• U.S.

Medicine: Polio Flying Squads

2 minute read
TIME

Now keep the ash can covered, never drink out of a stream;

Take care that all the food you eat and kitchenware is clean.

Kill the rats and kill the mice and make the roaches go,

For that’s the way to really whip that mean old polio.

In San Antonio last week “Red River Dave” McEnery (TIME, March 18) was yodeling The Polio Song daily over station WOAI. San Antonio, with 30 cases, had a bad case of polio jitters. Nationally, the incidence of infantile paralysis, 813 cases, was up almost 17% over last year. But the only state in which the disease had reached epidemic proportions (one case per 1,000 population) was Florida, where 126 were afflicted, and six had died.

To Miami by plane the National Foundation for Infantile Paralysis packed off a special “polio team” headed by Dr. David Steven Grice of Harvard. With him were a Yale epidemiologist, Dr. Dorothy M. Horstmann, an orthopedic nurse and four physiotherapists. Three other “flying squads” of polio experts have been recruited at Northwestern, Stanford and the D. T. Watson School of Physiotherapy, to speed to the scene of any outbreak on two hours’ notice.

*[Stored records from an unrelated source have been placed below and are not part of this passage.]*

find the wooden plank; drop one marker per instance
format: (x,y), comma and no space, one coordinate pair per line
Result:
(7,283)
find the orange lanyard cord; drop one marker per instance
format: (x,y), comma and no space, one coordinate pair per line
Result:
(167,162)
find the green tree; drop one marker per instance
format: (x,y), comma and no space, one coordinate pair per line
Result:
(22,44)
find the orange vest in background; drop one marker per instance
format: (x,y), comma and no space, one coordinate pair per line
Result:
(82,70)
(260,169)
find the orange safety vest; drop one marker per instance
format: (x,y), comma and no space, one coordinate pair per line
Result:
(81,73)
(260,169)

At Miami, Dr. Grice, stripped to his white sleeveless jumper, was soon supervising in wards and teaching procedure in lecture halls. His team would stay five or six weeks, the physiotherapists longer if necessary. Treatment for the disease, whose mysteries remain largely unsolved: Sister Kenny’s hot packs to relieve pain and muscle training to restore function; occasional non-specified drugs, plenty of rest.

Bigger & Better. Although Texas had not yet called for a polio team, the largest state was not to be denied the largest whoop & holler. The sale of DDT was up 600%; old cotton-duster planes were spraying creek beds (although medical authorities question the effectiveness of such measures) ; a health official said that 20,000 outhouses were destined for a purge. A mother wrote health officials wanting to know if it “was safe to mail a letter out of San Antonio.” High-school graduation ceremonies were being held by radio, to avoid assemblies. The publicity would not harm a forthcoming $4,000,000 sewer bond issue in San Antonio.